Imaging Informatics: Tuning Up Physician Communications
By Katherine Gray, PhD
Radiology Today
Vol. 20 No. 9 P. 5

How to Minimize Unnecessary Scans — and Make the Most of Those That Happen

Communication between the ordering physician and imaging facilities is more important than ever. The health care system faces increasing demands for quality, while cost remains a factor. Changes facing providers today include the use of clinical decision support (CDS), the required use of EHRs, and new applications.

Radiology is a more complex environment than ever, increasingly encompassing exams such as CT scans, MRIs, diagnostic mammography, bone scans, thyroid scans, thallium cardiac stress tests, and PET imaging. Older technologies, such as ultrasound and basic X-rays, have undergone considerable refinements. This complexity can lead to medical errors, if the information shared between ordering doctor and facility is incomplete; Johns Hopkins recently published a report showing that medical errors, including diagnostic errors related to the use of imaging, represent the third leading cause of death in the United States.

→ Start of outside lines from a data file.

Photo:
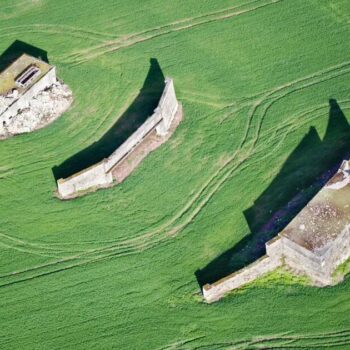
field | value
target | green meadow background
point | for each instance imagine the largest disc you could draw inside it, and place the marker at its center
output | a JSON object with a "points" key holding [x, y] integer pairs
{"points": [[116, 269]]}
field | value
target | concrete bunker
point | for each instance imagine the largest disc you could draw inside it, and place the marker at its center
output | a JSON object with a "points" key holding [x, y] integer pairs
{"points": [[115, 168], [31, 96], [314, 243]]}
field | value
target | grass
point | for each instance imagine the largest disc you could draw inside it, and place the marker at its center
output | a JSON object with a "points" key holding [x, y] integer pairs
{"points": [[116, 268]]}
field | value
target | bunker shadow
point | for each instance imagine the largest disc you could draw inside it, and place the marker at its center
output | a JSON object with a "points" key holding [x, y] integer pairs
{"points": [[140, 109], [17, 49], [304, 173]]}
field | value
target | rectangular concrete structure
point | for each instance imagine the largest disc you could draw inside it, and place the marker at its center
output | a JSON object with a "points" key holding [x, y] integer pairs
{"points": [[19, 95], [100, 174], [314, 243]]}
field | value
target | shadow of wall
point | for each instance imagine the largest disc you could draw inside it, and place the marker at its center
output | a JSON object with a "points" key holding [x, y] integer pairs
{"points": [[305, 172], [141, 108], [17, 49]]}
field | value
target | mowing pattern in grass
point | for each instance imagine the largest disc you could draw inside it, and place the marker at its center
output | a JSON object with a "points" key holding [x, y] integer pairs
{"points": [[116, 269]]}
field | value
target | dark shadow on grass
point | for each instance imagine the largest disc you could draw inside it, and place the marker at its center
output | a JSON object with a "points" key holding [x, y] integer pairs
{"points": [[141, 108], [305, 172], [17, 49]]}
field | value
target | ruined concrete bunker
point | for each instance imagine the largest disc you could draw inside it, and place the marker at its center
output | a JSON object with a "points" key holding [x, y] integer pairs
{"points": [[31, 97], [313, 244], [115, 168]]}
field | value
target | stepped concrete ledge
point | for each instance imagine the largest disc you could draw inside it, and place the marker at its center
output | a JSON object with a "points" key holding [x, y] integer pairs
{"points": [[314, 243]]}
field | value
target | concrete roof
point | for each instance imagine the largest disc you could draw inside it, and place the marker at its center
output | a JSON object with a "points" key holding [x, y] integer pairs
{"points": [[9, 75], [325, 216]]}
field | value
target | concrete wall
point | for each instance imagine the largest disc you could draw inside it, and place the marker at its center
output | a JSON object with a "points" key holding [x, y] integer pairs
{"points": [[24, 99], [215, 291], [318, 266], [94, 176], [100, 175], [338, 252], [133, 141]]}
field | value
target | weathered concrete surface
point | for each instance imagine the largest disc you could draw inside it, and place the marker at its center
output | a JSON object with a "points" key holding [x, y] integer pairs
{"points": [[314, 243], [25, 109], [101, 174], [150, 143]]}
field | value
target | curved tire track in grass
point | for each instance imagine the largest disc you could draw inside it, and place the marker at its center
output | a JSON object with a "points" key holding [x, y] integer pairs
{"points": [[184, 217], [80, 56]]}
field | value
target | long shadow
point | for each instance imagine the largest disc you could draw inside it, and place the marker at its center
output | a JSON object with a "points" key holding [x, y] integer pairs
{"points": [[17, 49], [305, 172], [141, 108]]}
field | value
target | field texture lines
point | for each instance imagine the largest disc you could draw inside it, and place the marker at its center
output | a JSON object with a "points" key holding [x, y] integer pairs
{"points": [[109, 46], [259, 81]]}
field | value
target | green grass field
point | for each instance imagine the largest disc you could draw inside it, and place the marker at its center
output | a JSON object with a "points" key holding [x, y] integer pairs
{"points": [[118, 269]]}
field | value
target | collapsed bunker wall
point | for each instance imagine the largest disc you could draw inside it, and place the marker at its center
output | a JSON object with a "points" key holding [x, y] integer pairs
{"points": [[313, 244], [100, 175]]}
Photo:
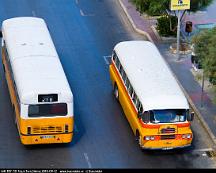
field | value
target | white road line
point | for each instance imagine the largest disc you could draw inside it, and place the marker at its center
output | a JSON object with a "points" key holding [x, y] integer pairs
{"points": [[33, 13], [203, 150], [83, 14], [87, 160], [106, 59], [77, 2]]}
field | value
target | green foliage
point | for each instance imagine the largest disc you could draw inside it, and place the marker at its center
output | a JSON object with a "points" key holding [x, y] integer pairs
{"points": [[167, 25], [205, 49], [160, 7], [152, 7]]}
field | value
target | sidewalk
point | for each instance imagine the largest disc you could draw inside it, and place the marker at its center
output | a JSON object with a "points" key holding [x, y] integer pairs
{"points": [[182, 69]]}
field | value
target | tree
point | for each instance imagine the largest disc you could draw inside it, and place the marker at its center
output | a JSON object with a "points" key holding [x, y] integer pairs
{"points": [[162, 8], [205, 50]]}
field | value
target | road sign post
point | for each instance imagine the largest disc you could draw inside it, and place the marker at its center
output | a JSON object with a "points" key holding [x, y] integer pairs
{"points": [[179, 5]]}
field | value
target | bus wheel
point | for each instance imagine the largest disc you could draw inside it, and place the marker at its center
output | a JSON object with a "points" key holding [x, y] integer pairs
{"points": [[14, 114], [116, 92], [139, 139]]}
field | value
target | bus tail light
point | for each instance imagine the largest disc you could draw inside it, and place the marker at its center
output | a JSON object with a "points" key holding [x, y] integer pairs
{"points": [[147, 138], [187, 136], [28, 130], [66, 128]]}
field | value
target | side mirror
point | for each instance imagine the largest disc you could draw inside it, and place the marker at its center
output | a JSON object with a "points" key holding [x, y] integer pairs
{"points": [[139, 115], [190, 116], [146, 117]]}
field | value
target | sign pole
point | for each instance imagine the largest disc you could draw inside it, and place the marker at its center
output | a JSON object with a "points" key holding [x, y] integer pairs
{"points": [[178, 36], [179, 5]]}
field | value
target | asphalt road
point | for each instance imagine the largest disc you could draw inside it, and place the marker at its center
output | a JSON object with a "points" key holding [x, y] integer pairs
{"points": [[84, 33]]}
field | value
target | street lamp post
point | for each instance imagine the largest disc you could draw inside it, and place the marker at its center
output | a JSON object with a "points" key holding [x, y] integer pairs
{"points": [[178, 36], [179, 5]]}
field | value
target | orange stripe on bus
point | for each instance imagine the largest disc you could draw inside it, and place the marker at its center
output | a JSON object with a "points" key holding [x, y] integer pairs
{"points": [[122, 82]]}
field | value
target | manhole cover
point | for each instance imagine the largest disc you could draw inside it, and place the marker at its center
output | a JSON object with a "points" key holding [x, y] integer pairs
{"points": [[211, 153]]}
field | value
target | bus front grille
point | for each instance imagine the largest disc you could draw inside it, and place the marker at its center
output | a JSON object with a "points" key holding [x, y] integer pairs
{"points": [[47, 129], [168, 130], [165, 137]]}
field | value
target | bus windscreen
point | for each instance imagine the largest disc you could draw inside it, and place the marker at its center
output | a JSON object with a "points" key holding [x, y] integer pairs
{"points": [[47, 110]]}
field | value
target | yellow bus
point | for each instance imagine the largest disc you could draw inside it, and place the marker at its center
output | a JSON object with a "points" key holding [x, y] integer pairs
{"points": [[40, 94], [153, 102]]}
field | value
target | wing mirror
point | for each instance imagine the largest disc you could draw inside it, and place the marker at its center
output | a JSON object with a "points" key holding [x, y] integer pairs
{"points": [[190, 116]]}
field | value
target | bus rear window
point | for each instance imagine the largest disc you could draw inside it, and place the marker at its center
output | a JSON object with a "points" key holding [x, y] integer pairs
{"points": [[47, 110]]}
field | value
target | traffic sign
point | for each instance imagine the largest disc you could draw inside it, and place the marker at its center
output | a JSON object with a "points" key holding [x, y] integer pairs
{"points": [[180, 4]]}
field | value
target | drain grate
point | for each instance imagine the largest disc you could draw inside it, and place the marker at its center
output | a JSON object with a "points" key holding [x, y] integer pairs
{"points": [[211, 153]]}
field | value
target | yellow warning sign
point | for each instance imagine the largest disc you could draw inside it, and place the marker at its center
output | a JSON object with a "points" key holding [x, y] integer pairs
{"points": [[180, 4]]}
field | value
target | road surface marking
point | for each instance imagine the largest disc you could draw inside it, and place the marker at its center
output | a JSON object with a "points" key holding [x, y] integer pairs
{"points": [[87, 160], [33, 13], [83, 14], [77, 1], [203, 150], [106, 59]]}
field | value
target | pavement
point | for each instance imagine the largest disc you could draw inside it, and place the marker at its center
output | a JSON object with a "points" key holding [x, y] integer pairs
{"points": [[201, 102]]}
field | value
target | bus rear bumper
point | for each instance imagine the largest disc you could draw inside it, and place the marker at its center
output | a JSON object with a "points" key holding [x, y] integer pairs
{"points": [[165, 148], [46, 139]]}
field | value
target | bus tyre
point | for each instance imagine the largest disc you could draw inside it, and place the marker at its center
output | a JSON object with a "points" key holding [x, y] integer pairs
{"points": [[116, 92], [139, 139], [14, 114]]}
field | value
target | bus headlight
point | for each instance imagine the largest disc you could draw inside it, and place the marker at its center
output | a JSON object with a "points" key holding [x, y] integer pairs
{"points": [[28, 130], [66, 128], [147, 138]]}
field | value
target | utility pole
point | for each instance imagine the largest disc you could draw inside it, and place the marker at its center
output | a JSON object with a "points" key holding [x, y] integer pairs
{"points": [[179, 5], [178, 36]]}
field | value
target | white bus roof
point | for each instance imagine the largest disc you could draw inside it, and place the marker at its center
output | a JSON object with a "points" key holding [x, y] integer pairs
{"points": [[150, 76], [34, 60]]}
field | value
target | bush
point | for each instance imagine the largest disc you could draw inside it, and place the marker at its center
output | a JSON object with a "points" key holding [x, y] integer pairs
{"points": [[167, 25]]}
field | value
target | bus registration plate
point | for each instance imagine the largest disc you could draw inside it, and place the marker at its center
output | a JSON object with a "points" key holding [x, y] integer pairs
{"points": [[47, 136]]}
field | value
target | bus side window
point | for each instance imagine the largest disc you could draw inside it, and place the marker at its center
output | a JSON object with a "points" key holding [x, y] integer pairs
{"points": [[131, 91], [140, 108], [127, 83], [134, 98], [117, 63], [120, 69], [114, 56]]}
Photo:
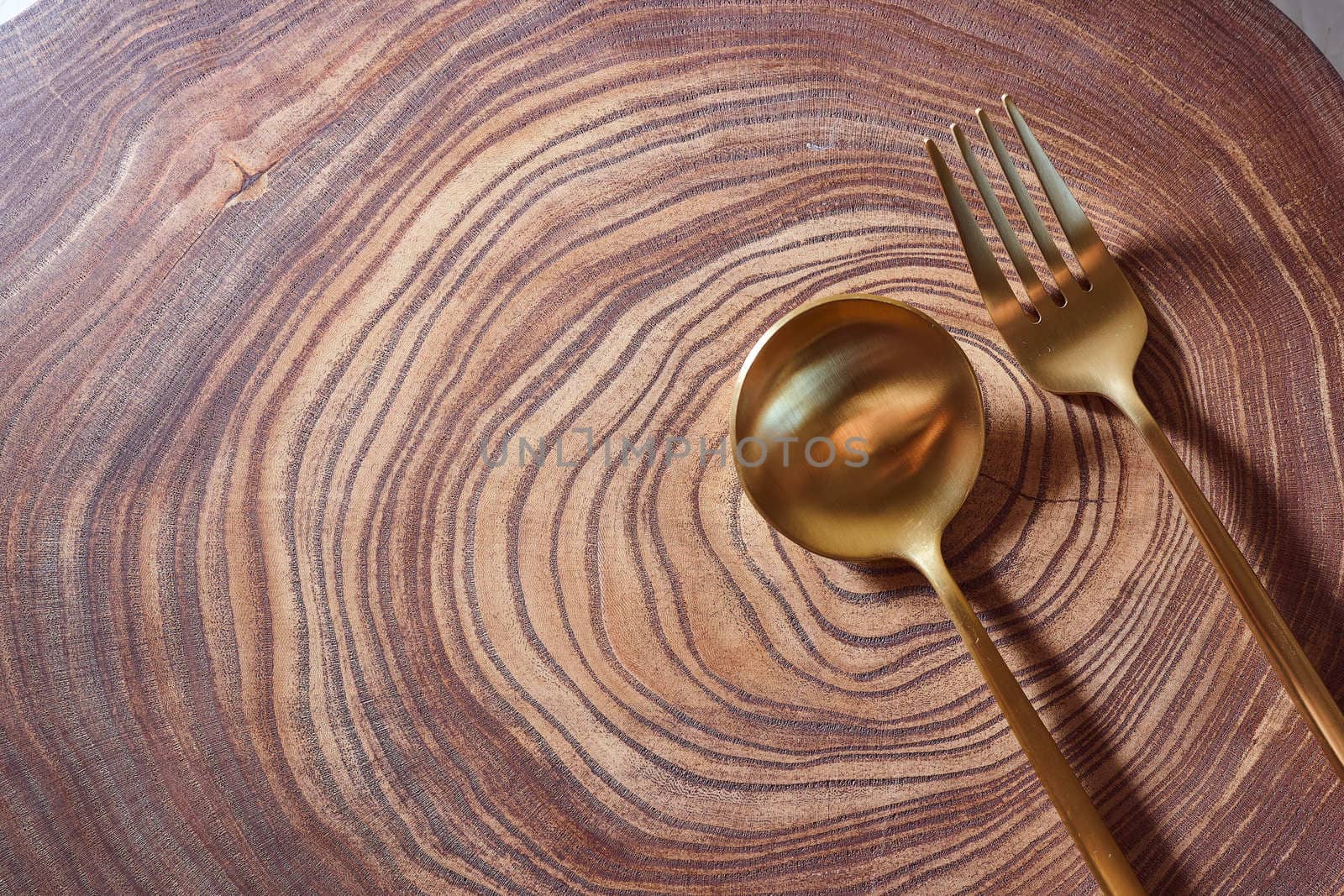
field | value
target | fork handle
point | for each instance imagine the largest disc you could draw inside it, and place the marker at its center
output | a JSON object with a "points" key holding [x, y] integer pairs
{"points": [[1105, 859], [1300, 679]]}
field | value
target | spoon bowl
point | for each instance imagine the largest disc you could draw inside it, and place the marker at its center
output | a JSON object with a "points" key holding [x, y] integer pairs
{"points": [[858, 430], [859, 427]]}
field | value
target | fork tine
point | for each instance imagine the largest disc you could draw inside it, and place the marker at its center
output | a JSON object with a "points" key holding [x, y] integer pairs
{"points": [[1048, 250], [990, 278], [1079, 230], [1035, 291]]}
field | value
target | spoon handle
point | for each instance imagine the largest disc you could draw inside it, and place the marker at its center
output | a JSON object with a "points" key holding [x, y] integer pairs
{"points": [[1085, 824]]}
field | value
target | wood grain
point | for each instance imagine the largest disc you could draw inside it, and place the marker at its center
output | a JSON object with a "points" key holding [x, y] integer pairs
{"points": [[269, 622]]}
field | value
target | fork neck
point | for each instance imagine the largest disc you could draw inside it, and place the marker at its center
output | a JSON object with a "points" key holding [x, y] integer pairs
{"points": [[1126, 399]]}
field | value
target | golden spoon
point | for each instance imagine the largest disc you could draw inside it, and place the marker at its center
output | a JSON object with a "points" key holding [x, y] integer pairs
{"points": [[858, 432]]}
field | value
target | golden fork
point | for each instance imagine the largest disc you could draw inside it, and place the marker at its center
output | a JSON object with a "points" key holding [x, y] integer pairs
{"points": [[1089, 343]]}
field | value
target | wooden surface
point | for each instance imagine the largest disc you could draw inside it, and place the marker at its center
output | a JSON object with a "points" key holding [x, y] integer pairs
{"points": [[269, 624]]}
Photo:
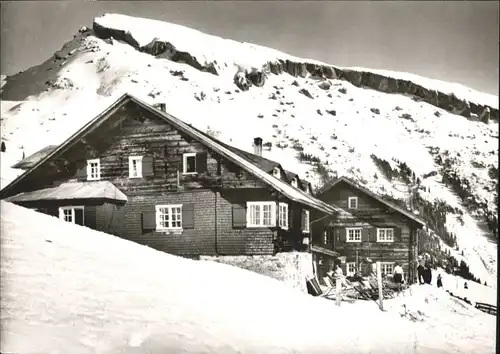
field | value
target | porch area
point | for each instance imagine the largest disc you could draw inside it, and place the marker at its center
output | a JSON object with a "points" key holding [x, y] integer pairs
{"points": [[95, 204]]}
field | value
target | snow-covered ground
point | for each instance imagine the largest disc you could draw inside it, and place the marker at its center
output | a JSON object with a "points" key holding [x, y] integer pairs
{"points": [[341, 124], [69, 289]]}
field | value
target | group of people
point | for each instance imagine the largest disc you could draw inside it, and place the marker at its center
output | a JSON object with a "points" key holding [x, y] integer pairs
{"points": [[424, 273]]}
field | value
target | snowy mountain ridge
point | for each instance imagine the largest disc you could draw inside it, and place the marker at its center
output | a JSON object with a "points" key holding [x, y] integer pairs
{"points": [[314, 118]]}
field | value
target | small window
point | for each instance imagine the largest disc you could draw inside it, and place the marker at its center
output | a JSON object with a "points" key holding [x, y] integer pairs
{"points": [[261, 214], [277, 172], [135, 166], [353, 203], [93, 170], [353, 235], [168, 217], [328, 237], [386, 268], [189, 163], [350, 269], [306, 221], [283, 215], [385, 235], [72, 214]]}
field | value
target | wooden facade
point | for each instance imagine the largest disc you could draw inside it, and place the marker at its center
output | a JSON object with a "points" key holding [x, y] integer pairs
{"points": [[210, 201], [374, 231]]}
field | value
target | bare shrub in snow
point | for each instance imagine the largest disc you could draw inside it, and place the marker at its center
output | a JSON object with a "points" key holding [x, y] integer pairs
{"points": [[306, 93]]}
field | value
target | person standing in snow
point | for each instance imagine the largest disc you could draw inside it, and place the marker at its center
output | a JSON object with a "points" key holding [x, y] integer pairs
{"points": [[427, 274], [398, 274], [339, 274], [439, 281], [420, 273]]}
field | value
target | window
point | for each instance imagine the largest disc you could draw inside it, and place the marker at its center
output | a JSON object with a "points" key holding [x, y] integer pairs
{"points": [[306, 221], [283, 215], [350, 269], [93, 170], [72, 214], [135, 166], [189, 163], [328, 237], [386, 268], [385, 235], [261, 214], [352, 203], [353, 235], [168, 217]]}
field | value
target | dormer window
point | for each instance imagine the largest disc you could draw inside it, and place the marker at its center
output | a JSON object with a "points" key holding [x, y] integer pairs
{"points": [[93, 170], [276, 172], [135, 166], [352, 203]]}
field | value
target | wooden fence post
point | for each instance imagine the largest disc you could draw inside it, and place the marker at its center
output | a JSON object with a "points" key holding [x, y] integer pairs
{"points": [[338, 285], [380, 291]]}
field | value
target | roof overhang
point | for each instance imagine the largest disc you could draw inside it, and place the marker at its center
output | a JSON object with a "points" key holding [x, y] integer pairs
{"points": [[90, 190], [325, 251]]}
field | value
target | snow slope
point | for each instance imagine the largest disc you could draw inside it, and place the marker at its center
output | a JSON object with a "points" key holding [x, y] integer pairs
{"points": [[329, 119], [69, 289]]}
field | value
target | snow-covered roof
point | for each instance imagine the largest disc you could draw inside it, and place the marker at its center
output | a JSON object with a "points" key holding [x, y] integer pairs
{"points": [[373, 195], [287, 190], [72, 191]]}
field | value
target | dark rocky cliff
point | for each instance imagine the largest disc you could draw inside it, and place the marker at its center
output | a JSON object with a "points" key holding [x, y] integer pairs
{"points": [[446, 101]]}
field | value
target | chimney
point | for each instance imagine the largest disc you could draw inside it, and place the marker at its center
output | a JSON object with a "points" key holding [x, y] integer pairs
{"points": [[161, 107], [257, 146]]}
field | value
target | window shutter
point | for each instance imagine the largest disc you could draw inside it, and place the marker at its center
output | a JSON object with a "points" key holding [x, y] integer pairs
{"points": [[365, 235], [291, 210], [188, 216], [397, 234], [81, 173], [239, 216], [147, 166], [201, 162], [79, 217], [342, 234], [90, 217], [149, 220]]}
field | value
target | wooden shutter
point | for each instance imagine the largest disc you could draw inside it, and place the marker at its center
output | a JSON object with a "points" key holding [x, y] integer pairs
{"points": [[291, 212], [397, 234], [201, 162], [365, 235], [90, 217], [79, 216], [147, 166], [81, 173], [239, 216], [342, 234], [149, 220], [188, 216]]}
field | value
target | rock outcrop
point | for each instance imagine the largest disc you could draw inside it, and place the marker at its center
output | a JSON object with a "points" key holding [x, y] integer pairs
{"points": [[448, 102]]}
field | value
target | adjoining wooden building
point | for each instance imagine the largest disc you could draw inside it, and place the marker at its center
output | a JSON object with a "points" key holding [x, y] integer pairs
{"points": [[372, 229], [138, 172]]}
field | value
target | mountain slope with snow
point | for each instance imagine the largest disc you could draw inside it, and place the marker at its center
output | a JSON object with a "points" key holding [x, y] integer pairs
{"points": [[314, 122], [69, 289]]}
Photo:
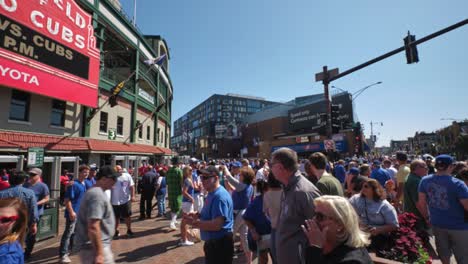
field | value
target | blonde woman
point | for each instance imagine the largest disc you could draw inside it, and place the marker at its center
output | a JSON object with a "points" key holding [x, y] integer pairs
{"points": [[187, 204], [333, 234], [13, 222]]}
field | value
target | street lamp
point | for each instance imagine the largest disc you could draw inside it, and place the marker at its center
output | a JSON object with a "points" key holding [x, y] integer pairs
{"points": [[360, 91], [338, 88]]}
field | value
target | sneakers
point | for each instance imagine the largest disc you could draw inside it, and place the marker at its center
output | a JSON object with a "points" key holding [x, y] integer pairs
{"points": [[65, 259], [186, 243], [117, 234]]}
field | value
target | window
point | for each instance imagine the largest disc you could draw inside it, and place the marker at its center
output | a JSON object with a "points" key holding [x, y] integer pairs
{"points": [[119, 125], [57, 117], [19, 106], [103, 122], [140, 129]]}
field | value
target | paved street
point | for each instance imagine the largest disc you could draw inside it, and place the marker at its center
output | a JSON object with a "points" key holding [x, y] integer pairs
{"points": [[152, 243]]}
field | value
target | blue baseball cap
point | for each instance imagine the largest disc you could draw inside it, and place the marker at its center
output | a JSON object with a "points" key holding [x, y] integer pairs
{"points": [[444, 160], [354, 171]]}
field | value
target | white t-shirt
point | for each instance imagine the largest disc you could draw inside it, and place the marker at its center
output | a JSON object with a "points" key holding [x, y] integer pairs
{"points": [[260, 175], [121, 191]]}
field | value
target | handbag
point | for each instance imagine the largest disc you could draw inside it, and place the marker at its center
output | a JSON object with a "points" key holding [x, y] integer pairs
{"points": [[264, 242]]}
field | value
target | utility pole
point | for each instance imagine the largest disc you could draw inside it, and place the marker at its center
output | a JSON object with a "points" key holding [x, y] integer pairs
{"points": [[325, 77], [373, 138]]}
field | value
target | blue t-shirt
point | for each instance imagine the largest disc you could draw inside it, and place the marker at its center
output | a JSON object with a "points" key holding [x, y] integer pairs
{"points": [[90, 183], [340, 173], [195, 179], [443, 195], [381, 176], [254, 214], [11, 253], [189, 186], [162, 187], [41, 190], [241, 199], [75, 193], [217, 203]]}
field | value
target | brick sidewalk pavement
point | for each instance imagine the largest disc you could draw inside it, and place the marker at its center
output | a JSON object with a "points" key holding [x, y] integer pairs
{"points": [[152, 243]]}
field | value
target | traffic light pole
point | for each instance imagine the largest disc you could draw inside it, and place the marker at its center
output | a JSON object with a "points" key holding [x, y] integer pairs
{"points": [[328, 76], [327, 101], [393, 52]]}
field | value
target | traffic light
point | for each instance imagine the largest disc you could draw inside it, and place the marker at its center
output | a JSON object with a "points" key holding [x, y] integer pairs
{"points": [[336, 122], [357, 139], [411, 51], [115, 91]]}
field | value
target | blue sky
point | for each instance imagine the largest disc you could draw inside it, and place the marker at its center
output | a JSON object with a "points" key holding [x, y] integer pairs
{"points": [[273, 48]]}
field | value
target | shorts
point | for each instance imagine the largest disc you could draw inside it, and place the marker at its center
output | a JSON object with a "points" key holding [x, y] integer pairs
{"points": [[187, 207], [123, 210], [451, 240], [175, 203], [88, 255]]}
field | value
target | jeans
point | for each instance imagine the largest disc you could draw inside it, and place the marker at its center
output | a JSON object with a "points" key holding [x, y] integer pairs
{"points": [[161, 200], [67, 237], [146, 199], [31, 240], [273, 246]]}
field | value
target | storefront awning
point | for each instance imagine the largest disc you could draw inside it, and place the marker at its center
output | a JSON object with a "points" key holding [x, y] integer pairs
{"points": [[21, 141]]}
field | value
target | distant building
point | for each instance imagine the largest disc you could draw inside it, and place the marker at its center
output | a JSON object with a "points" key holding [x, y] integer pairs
{"points": [[299, 124], [213, 128], [453, 139], [423, 142], [400, 145]]}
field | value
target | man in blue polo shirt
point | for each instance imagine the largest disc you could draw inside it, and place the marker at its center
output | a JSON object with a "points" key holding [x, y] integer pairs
{"points": [[41, 191], [72, 201], [379, 174], [215, 220], [442, 201], [198, 203]]}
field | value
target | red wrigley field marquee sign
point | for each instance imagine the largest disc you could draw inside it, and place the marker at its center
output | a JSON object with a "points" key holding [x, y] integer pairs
{"points": [[47, 47]]}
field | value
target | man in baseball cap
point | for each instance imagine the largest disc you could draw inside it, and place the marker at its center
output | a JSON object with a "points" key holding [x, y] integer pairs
{"points": [[443, 201]]}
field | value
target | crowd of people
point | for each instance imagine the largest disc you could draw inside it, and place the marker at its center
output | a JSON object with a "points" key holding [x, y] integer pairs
{"points": [[284, 209]]}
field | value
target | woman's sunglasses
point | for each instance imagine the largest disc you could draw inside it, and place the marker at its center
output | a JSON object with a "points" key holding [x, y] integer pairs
{"points": [[321, 217], [8, 219]]}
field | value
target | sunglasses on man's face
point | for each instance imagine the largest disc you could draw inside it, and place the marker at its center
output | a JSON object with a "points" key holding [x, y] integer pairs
{"points": [[204, 178], [8, 219]]}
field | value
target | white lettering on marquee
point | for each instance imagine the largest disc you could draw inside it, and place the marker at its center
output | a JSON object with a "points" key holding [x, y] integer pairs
{"points": [[9, 7], [18, 75]]}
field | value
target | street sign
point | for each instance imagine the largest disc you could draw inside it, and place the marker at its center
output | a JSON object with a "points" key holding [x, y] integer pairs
{"points": [[331, 73], [111, 134], [35, 157], [329, 144]]}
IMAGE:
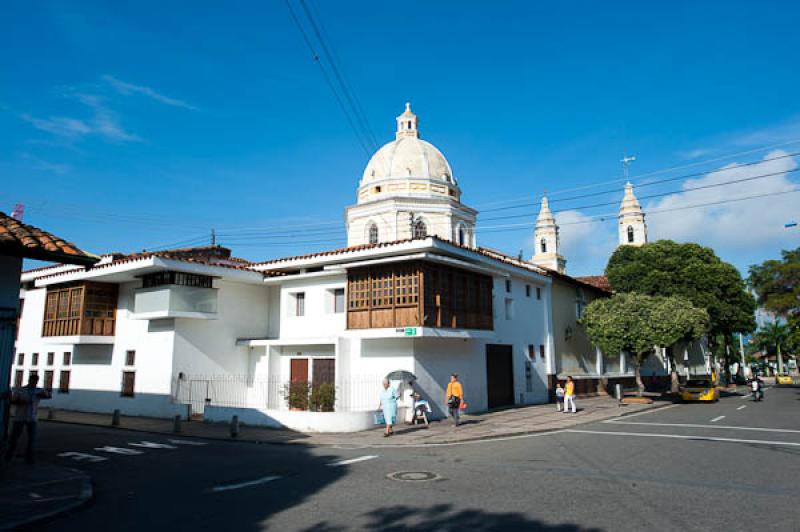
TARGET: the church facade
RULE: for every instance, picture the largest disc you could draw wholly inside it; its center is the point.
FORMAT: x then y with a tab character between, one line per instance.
305	341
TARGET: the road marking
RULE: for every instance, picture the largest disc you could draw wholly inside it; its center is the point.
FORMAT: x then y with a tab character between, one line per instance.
247	484
696	426
353	460
682	437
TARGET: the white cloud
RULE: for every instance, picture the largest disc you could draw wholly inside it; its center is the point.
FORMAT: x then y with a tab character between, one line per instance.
126	89
103	122
730	228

One response from the federal government, intended to improve the initial step in communication between doctors and imaging facilities, is the use of CDS. This will be required on January 1, 2021 (with a test year in 2020), for all Medicare patients receiving outpatient advanced imaging. This means that a standard process will be in place for each ordering physician to document the specifics of the patient’s clinical symptoms with recommendations based on the medical literature as to the most appropriate procedure for evaluating the patient’s condition. These details are transferred electronically to the imaging facilities, along with the proper codes for ease of documenting the patient’s records.

Research has shown that when ordering doctors provide specificity on the patient’s symptoms and the reason for ordering the exam, radiologists can provide a better interpretation to both the physician and the patient. In addition, a study from the University of Chicago found that, when the imaging facility improved its coding, they had more complete billing and the payment lag was decreased by 28%. In other words, the whole system worked more efficiently and effectively.

Technological Refinements
Recently, there has been increased use of algorithms powered by AI to assist in the imaging process. Most of the focus has been on reviewing images with AI support to improve humans’ accuracy and speed. However, a few vendors have focused on the information in the interpretation, including tracking incidental findings to deliver suggestions for clinical correlations—even when the test comes back negative for the original diagnosis. In other words, despite a negative finding, valuable medical information can still be derived from the dictated results. Improved interpretation of this kind not only enhances patient outcomes but also can improve reimbursement for the imaging facility, as there can be more focused and productive follow-up once certain diagnoses are ruled out.

The efficacy of these new AI tools has been demonstrated by research conducted by the University of Minnesota. The study focused on testing for encephalopathies from 2014 to 2017, looking at data from almost 2,000 patients. The research showed that by a large majority—72.6% of the time—imaging results were negative. There was a clear need to predict more accurately when testing was necessary; furthermore, there was ample opportunity to harvest additional benefits from results that proved negative. The research concluded that there is a clear need for predictive algorithms to aid clinicians in making better assessments when ordering tests, and better categorization of data to aid radiologists in suggesting alternative testing and treatments when a test comes back negative.

AI algorithms can review a negative finding and search for similar phrasing in research data, extracting—based on potential correlation—and categorizing information for easier consumption with 95% accuracy. In this way, a clear “trail of breadcrumbs” can be provided to caregivers, enabling better care and, potentially, identifying the need for additional testing. Over time, this type of data collection as part of treatment will also improve the clinical processes and quality of care.

In a sense, these new tools are a logical extension to existing, qualified CDS mechanisms. The Centers for Medicare & Medicaid Services has recognized CDS solutions as a mechanism that is qualified to provide evidence-based imaging recommendations supported by appropriate use criteria. It’s past time to use advanced AI technology to get the maximum out of every test ordered, for provider, payer, and patient.

According to an old adage, first there are data, which can become information and then, eventually, they become knowledge. And over the long run, knowledge becomes wisdom. New diagnostic tools powered by AI can hasten that journey for improving the value from imaging results and, especially, improving the communications between ordering physicians and imaging facilities.

— Katherine Gray, PhD, is president of Sage HMS.